Artikel XI (artikel 17 van de Pensioen- en Spaarfondsenwet)

Hoe de waardeaangroei moet worden berekend en wanneer deze gegevens moeten worden aangeleverd, zal in een algemene maatregel van bestuur worden geregeld. Het is naar het oordeel van de leden van de CDA-fractie wel van belang dat deze regels snel kenbaar worden gemaakt. Welk tijdspad staat de staatssecretaris hierbij voor ogen?

ARTIKEL XIV

De leden van de CDA-fractie gaan ervan uit dat de nog bij ministeriële regeling te herstellen onjuistheden ook aan de Tweede kamer worden voorgelegd.

Dit artikel biedt de Minister de mogelijkheid om eenzijdig een oplossing te treffen indien de samenloop van (bepaalde) wetten die in 2000 in het Staatsblad zijn of worden geplaatst, niet of niet juist is geregeld. Gaat het hier uitsluitend om herstel van technische omissies, of biedt deze bepaling de Minister ook de mogelijkheid om in geval van samenloop een keuze te maken uit verschillende mogelijkheden?
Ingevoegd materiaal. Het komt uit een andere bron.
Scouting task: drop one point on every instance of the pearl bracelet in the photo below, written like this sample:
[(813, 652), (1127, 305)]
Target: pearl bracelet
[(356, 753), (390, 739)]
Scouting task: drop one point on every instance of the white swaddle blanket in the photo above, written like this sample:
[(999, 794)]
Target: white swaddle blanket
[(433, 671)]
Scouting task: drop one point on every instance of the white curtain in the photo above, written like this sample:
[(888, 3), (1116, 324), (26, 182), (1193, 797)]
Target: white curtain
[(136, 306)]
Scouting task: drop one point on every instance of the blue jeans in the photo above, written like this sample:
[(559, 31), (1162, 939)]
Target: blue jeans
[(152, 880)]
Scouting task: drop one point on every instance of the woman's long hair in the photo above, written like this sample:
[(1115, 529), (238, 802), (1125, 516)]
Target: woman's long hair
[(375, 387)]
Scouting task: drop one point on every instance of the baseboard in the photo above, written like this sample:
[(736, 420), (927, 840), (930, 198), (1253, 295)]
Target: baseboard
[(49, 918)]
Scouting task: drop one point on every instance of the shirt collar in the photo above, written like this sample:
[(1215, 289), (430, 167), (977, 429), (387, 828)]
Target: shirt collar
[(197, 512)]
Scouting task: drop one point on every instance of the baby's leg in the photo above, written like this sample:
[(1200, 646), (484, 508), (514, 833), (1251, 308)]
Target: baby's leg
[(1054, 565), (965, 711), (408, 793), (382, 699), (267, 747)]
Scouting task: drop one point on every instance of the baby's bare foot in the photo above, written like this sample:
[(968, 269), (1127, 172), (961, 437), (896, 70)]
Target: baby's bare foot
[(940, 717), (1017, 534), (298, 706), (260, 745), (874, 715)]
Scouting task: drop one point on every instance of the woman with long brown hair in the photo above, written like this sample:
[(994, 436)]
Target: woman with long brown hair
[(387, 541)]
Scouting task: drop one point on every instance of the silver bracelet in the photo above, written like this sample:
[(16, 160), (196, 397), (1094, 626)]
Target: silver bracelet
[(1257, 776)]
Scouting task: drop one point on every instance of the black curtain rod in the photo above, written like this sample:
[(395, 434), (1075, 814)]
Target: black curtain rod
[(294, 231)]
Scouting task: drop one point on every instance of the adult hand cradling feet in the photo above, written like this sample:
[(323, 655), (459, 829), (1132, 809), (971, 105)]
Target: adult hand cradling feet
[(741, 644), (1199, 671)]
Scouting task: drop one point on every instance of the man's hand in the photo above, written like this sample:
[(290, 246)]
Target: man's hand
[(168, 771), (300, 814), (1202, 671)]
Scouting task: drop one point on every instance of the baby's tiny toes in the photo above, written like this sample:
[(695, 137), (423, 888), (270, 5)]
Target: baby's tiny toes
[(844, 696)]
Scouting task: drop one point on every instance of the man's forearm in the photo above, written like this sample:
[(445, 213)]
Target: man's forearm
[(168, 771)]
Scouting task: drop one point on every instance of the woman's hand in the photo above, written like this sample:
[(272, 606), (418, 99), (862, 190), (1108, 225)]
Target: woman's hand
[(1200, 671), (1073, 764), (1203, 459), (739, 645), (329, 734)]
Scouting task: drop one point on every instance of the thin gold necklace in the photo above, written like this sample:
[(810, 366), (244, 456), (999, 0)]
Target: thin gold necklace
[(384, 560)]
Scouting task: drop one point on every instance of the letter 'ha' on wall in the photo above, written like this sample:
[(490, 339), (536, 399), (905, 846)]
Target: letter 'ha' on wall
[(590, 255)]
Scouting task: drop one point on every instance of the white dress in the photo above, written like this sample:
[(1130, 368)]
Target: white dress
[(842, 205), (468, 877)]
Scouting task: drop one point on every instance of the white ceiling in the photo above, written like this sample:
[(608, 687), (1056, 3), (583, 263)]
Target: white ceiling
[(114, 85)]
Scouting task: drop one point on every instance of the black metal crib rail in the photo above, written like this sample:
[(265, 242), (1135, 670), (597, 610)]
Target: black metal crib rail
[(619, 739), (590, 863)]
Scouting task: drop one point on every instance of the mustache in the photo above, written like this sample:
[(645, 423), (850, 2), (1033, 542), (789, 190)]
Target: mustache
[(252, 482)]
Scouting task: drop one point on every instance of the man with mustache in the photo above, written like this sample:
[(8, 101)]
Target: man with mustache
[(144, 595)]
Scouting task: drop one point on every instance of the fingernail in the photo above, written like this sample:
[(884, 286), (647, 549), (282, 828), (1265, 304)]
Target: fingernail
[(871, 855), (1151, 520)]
Als dat laatste het geval is, vinden de leden van de VVD-fractie dit wel een vergaande blanco delegatie aan de Minister.

De voorzitter van de commissie,

Van Gijzel

De griffier van de commissie,

Janssen


XNoot
1

Samenstelling: Leden: Schutte (GPV), Reitsma (CDA), Witteveen-Hevinga (PvdA), Rosenmöller (GroenLinks), Van Zijl (PvdA), Van Gijzel (PvdA), voorzitter, Voûte-Droste (VVD), De Vries (VVD), Noorman-den Uyl (PvdA), Marijnissen (SP), Kamp (VVD), Giskes (D66), Crone (PvdA), Van Dijke (RPF), Bakker (D66), Hofstra (VVD), De Haan (CDA), ondervoorzitter, Vendrik (GroenLinks), Wijn (CDA), Stroeken (CDA), Remak (VVD), Van Beek (VVD), Balkenende (CDA), Kuijper (PvdA) en Dijsselbloem (PvdA).

Plv. leden: Van der Vlies (SGP), Verburg (CDA), Koenders (PvdA), Harrewijn (GroenLinks), Smits (PvdA), Duijkers (PvdA), Balemans (VVD), Wilders (VVD), Van Oven (PvdA), De Wit (SP), Patijn (VVD), Schimmel (D66), Kalsbeek-Jasperse (PvdA), Hoekema (D66), Van Walsem (D66), Blok (VVD), Dankers (CDA), Rabbae (GroenLinks), Van den Akker (CDA), Hillen (CDA), Hessing (VVD), Weekers (VVD), Bijleveld-Schouten (CDA), Timmermans (PvdA) en Hindriks (PvdA).

XNoot
1

Afspraak fiscale behandeling premiereserve en regeling egalisatiereserve, een en ander voor zover betrekking hebbend op het binnenlands bedrijf, van 11 april 1969.